Unfortunately, most of the time
I don't feel like I love her. Okay I love her, but I definitely don't like her
very much. Most of the time I get the feeling she's so concerned about what
everyone thinks about the way she behaves that she forgets that it's okay
to smile and relax. But while I've been sick there was no one around to
judge her and that's when I like being with her, the best.
When she and I are alone together
she tells me stories about growing up in Hong Kong and what that was like
for her. How her father was a fisherman and what she remembers of the small
house they lived in right by the water. And how she would get up very early
very morning to help him with breakfast and to pack a lunch for him. How
she longed to sail away with him on his junk (a type of Chinese
boat). If she had been a boy, she would have been able to do just that,
but as a girl, she was not allowed. She said that her father let her help
repair the nets when they needed it, or to untangle them if they were put
away in a rush because of a sudden change in the weather. She was very proud
to tell me how fast and true her fingers were at untangling those nets.
"This was not a job that ordinary daughters were asked to do,"
she said proudly. "But because my father had no sons and I was his
eldest daughter, he trusted me with this very important task."
I like to hear my mother talk about
her own accomplishments with pride. It makes me feel proud of her, or proud
of the young girl she once was. She only talks about the old days when my
father isn't around. As if she is not really allowed to have any source
of pride when he's there. I don't understand it. How can anybody live like
that? With one person in the relationship getting all of the power and responsibility
and attention, while the other one just quietly stays in the background
like a scared little shadow. I don't know, maybe I shouldn't be talking
this way. After all, they are my parents and they've been together
for over 20 years... 23 to be exact.

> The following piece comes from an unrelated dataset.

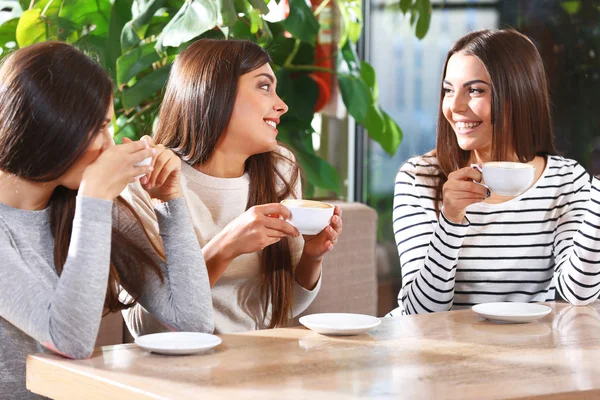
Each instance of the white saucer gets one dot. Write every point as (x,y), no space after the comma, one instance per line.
(178,343)
(512,312)
(339,324)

They don't scream at each other or
act in any abusive ways. I know for sure they would never get a divorce.
So maybe I shouldn't be judging their relationship. I mean, how do I really
know what it is like for them to be married to each other? Just because
it looks one-sided to me and the kind of relationship I would never get
myself into, that doesn't necessarily mean that it doesn't work for them.
It obviously does work for them. Interesting how that is.
I haven't been at school for two
days and I'm feeling really isolated from everybody I know. I was hoping
the Chaz would call. But he hasn't. My mother said that JoAnn is the only
one who called.
The nice thing is that I have gotten
two really long emails from Elvin, the guy from London and I've written
back twice. I've also met him on line at The InSite chat twice. I still
haven't mentioned anything about him to Chaz.